David Vahey, first author of the study and a PhD researcher at St John’s College, Cambridge, said the discovery could significantly simplify how scientists test new versions of medicines.
“We’ve found a new way to make precise changes to complex drug molecules, particularly ones that have been exceptionally difficult to modify in the past,” he said.
“Scientists can spend months rebuilding large parts of a molecule just to test one small change. Now, instead of doing a multistep process for hundreds of molecules, scientists can start with their hit and make small modifications later on.”
He added: “This reaction lets scientists make precise adjustments much later in the process, under mild conditions and without relying on toxic or expensive reagents. That opens chemical space that has been hard to access before and gives medicinal chemists a cleaner, more efficient tool for exploring new versions of a drug.”
The chemistry is powered by an LED lamp that triggers a self-sustaining chain reaction, forging new carbon–carbon bonds under mild conditions without toxic or expensive chemicals. Credit: Nordin Ćatić / St John’s College, Cambridge.[/caption] Cleaner and more efficient drug development
Forming carbon–carbon bonds is one of the most fundamental processes in chemistry, encapsulating everything from fuels to complex biomolecules.
The new method is highly selective, meaning it can alter a single part of a molecule without disturbing other sensitive regions, a property chemists describe as high functional-group tolerance.
That makes the technique especially useful for late-stage optimisation where scientists fine-tune molecules to improve how a drug behaves in the body or reduce side effects.
Forming carbon–carbon bonds is one of the most fundamental processes in chemistry, encapsulating everything from fuels to complex biomolecules.
Fewer synthetic steps also mean fewer chemicals and lower energy consumption which helps to reduce the environmental footprint of pharmaceutical development.
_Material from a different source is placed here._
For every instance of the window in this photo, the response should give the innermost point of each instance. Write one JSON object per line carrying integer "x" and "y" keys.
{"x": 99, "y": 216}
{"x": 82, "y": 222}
The research team demonstrated the reaction on a range of drug-like molecules and showed that it could be adapted to continuous-flow systems increasingly used in industry. Collaboration with AstraZeneca helped assess whether the method could meet the practical and environmental demands of large-scale drug development.
“This is a new way to make a fundamental carbon–carbon bond and that’s why the potential impact is so great. It also means chemists can avoid an undesirable and inefficient drug modification process,” said Professor Erwin Reisner, Professor of Energy and Sustainability in Cambridge’s Yusuf Hamied Department of Chemistry and leader of the research group. “Transitioning the chemical industry to a sustainable industry is arguably one of the most difficult parts of the whole energy transition.”
Discovery born from a failed experiment
The breakthrough came from an unexpected result in the laboratory.
Vahey had been testing a photocatalyst when he removed it as part of a control experiment and discovered the reaction worked as well, and sometimes better, without it.
“Failure after failure, then we found something we weren’t expecting in the mess, a real diamond in the rough and it is all thanks to a failed control experiment,” said Vahey.
At first the unusual product appeared to be a mistake but the researchers chose to investigate further rather than discard it.
Once the chemistry was understood, the team worked with researchers at Trinity College Dublin to apply machine-learning models that could predict how the reaction would behave on new molecules.
By simulating reactions before they are performed in the laboratory, the system could help scientists identify promising drug candidates faster and more efficiently.